碧空2027 nautilus578(極端に私的な隠れなさの寓話)

2027 nautilus578(極端に私的な隠れなさの寓話)  実在するかのようになろうとして広がる世界を媒質にして屈折して「告白」に見えるのは、盗聴である。孤独な散歩者が苦痛なのは陰謀の気配であるが、しかもそれはまるで庇護するかのようであるから、孤独な散歩者を包む苦痛は孤独ノ擬態が解けるmetamorphosis! であるし、疾しさとなって潜伏した運命や種や良心といった場所としてのRousseauは、後れて来る「私」ではなく、途中までしかやって来ない「私」であるから、その発話は告白となって足掻こうとしてもphantom circuit から脱け出せないのである。  つまり「告白」は隠れなさに誘惑されているが、その隠れなさは、「告白」の公開性ではなく、陰謀の気配となって発症してしまう失踪なのである。
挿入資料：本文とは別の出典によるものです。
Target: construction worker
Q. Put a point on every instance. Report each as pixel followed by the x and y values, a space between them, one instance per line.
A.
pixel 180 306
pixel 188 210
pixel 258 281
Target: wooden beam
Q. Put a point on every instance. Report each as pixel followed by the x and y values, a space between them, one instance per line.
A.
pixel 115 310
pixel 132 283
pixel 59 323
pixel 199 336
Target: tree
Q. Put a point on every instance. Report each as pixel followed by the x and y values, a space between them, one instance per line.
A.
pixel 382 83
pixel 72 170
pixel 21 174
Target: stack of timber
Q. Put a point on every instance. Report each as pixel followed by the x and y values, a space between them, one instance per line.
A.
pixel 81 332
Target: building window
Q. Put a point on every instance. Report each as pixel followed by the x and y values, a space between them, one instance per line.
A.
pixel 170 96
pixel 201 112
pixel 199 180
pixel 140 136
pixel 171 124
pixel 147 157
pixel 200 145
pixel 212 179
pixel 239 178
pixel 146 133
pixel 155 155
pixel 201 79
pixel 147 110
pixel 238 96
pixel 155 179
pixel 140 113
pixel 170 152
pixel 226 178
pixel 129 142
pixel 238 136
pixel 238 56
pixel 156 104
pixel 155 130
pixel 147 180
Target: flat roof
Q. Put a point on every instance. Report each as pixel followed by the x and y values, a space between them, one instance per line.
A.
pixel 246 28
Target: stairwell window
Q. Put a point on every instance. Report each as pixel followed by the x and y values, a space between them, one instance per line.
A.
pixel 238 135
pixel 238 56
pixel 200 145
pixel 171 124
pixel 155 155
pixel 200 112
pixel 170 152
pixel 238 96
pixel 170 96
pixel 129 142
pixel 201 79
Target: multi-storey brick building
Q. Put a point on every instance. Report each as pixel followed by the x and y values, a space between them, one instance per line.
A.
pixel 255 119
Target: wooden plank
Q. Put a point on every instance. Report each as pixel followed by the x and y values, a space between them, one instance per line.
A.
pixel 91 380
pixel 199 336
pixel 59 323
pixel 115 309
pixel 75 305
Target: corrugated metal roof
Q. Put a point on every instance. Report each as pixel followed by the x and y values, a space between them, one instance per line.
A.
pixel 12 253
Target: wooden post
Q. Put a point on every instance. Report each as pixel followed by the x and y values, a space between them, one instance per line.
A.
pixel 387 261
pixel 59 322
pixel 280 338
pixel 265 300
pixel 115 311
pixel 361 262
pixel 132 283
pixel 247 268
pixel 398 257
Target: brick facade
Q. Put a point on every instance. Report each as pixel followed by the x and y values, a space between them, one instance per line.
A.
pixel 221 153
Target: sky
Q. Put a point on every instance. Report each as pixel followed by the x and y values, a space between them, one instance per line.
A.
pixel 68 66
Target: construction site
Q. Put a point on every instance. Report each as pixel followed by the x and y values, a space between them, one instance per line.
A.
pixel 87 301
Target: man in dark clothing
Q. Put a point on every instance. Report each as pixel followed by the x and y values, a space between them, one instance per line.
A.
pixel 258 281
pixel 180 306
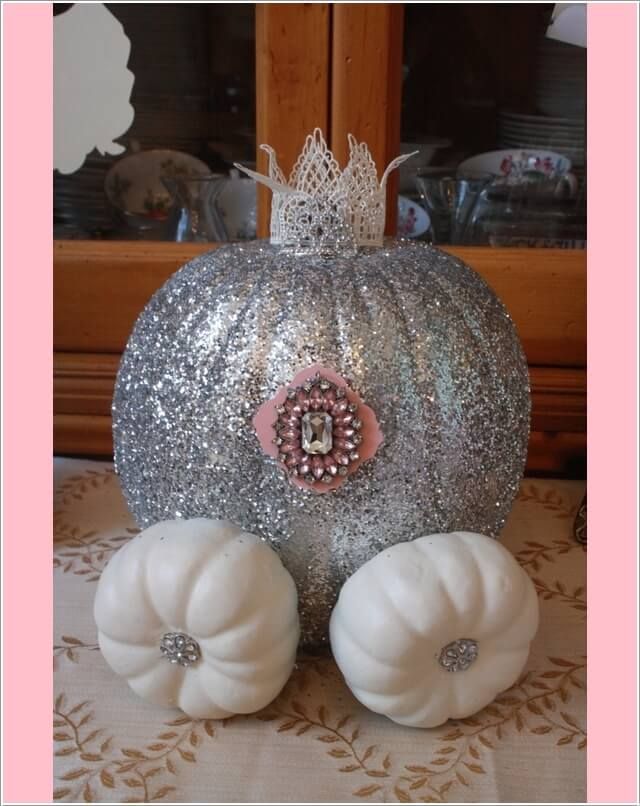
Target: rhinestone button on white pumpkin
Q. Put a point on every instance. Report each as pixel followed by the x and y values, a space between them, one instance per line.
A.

それは、「アメリカ(失踪)」(F.Kafka )が「アメリカ」最深部の「オクラホマ劇場」に誘い込まれて、極端に私的なのに隠れない光景がずうっと続く如くにである。  隠すまいとして足掻く「告白」は、極端に私的な隠れなさの寓話である。何よりも嘘じみた自由、孤独、思考を鎧った「私」がまぼろしのようにかかっているのに赤裸々であるのは、世界の終わりまで(隠れなさまで)あと0秒の、その、陰謀の気配が(「私」を小さく小さくして世界の気配が声を出してしまうまでに)かかっているからである。